In a sense, it’s all about creating trust. The Big Carrot’s relationships with its producers and suppliers is built on a shared understanding of goals and outcomes, and so are its relationships with customers, who can shop in the store knowing that, at least at some level, decisions have been made that make it easy for them to buy what they see on the shelves, without their having to spend a lot of time and effort looking up ingredients or checking the sourcing of the products.

But maintaining this trust and keeping to such stringent guidelines requires a full time standards coordinator, and her job isn’t easy. She is constantly tracking the ingredients in every product the store stocks, as well as checking new products as they come in, down to the smallest details. “If it has sugar our coordinator will ask the supplier if it’s beet sugar, which means its genetically modified, and if so, we’ll remove it from shelves,” says Sarah.

However, the upside to this level of meticulousness is deep trust it inspires in customers. When people first walk into stores like the Big Carrot, it’s easy to get overwhelmed by the array of products on sale, and sometimes “they just want someone to do the thinking for them,” observes Sarah. To make this easier, the store has a customer service desk staffed by holistic nutritionists who are there to answer questions and concerns. They also offer store tours, which help customers shop according to their dietary needs.

“They come in, we walk them around and show them what they can eat. So if someone learns that they’re gluten intolerant, or they’re trying to transition to a vegetarian diet, then nutritionists will give you a store tour and help you shop for your new dietary needs. I used to do that job and it was very satisfying because you’d see them go from panic to…oh there’s still food left in the world for me to eat,” laughs Sarah.

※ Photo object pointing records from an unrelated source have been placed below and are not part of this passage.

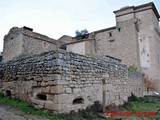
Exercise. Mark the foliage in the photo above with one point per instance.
(134, 104)
(22, 56)
(149, 84)
(83, 34)
(132, 69)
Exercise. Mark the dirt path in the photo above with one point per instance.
(9, 113)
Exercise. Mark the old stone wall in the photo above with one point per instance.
(23, 41)
(62, 81)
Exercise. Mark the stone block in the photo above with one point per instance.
(68, 90)
(57, 89)
(49, 105)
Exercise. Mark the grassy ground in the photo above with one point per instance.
(135, 106)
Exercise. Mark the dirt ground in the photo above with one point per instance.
(9, 113)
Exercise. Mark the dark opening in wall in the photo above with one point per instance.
(8, 93)
(110, 34)
(119, 29)
(78, 101)
(41, 97)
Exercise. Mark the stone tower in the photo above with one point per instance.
(142, 24)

This focus on making organic and non-GMO food more accessible is also reflected in the recently renovated Carrot Kitchen. Their former kitchen was tiny, “maybe 12 by 12 feet,” and though “some diehard customers were a little shocked,” at seeing the new renovations, it has really helped the store diversify its offerings. The kitchen offers a salad bar, a sandwich and burrito/taco bar, gluten-free options, vegetarian and vegan options, and four daily soups with a broth in rotation, which is “quite trendy at the moment.” Although Sarah admits that it’s sad that people aren’t sitting down to eat anymore, she feels that the least they can do is provide options for healthier on-the-go offerings that help customers feel good about their choices.

Though it didn’t seem like it on this chilly winter day, summer isn’t far off, and the Carrot Common and the 8,000 sq. foot green roof on top of the store will soon be filled with throngs of people chatting and basking in the sunshine. This promises to be a big year for the Big Carrot, as it gears up to open a new location in the Beaches in the late summer. As with most large changes, there is certain trepidation in the air, and an uncertainty about creating and exporting the Common’s community to a different location. “We’ll never find another Carrot Common quite like this,” says Sarah wistfully.

But their dedication and their vision are unquestionable, and I have no doubt that they’ll be able to bring that to their new location. When the Big Carrot first opened, it was across the street from the Common in a much smaller storefront, and it was hard to imagine the impact that the store would have. 33 years later, it has come a long way, not geographically, but in terms of achieving its vision. At its core, the Big Carrot is about helping people make better choices about what they choose to eat, and that makes the Common’s biggest store highly uncommon.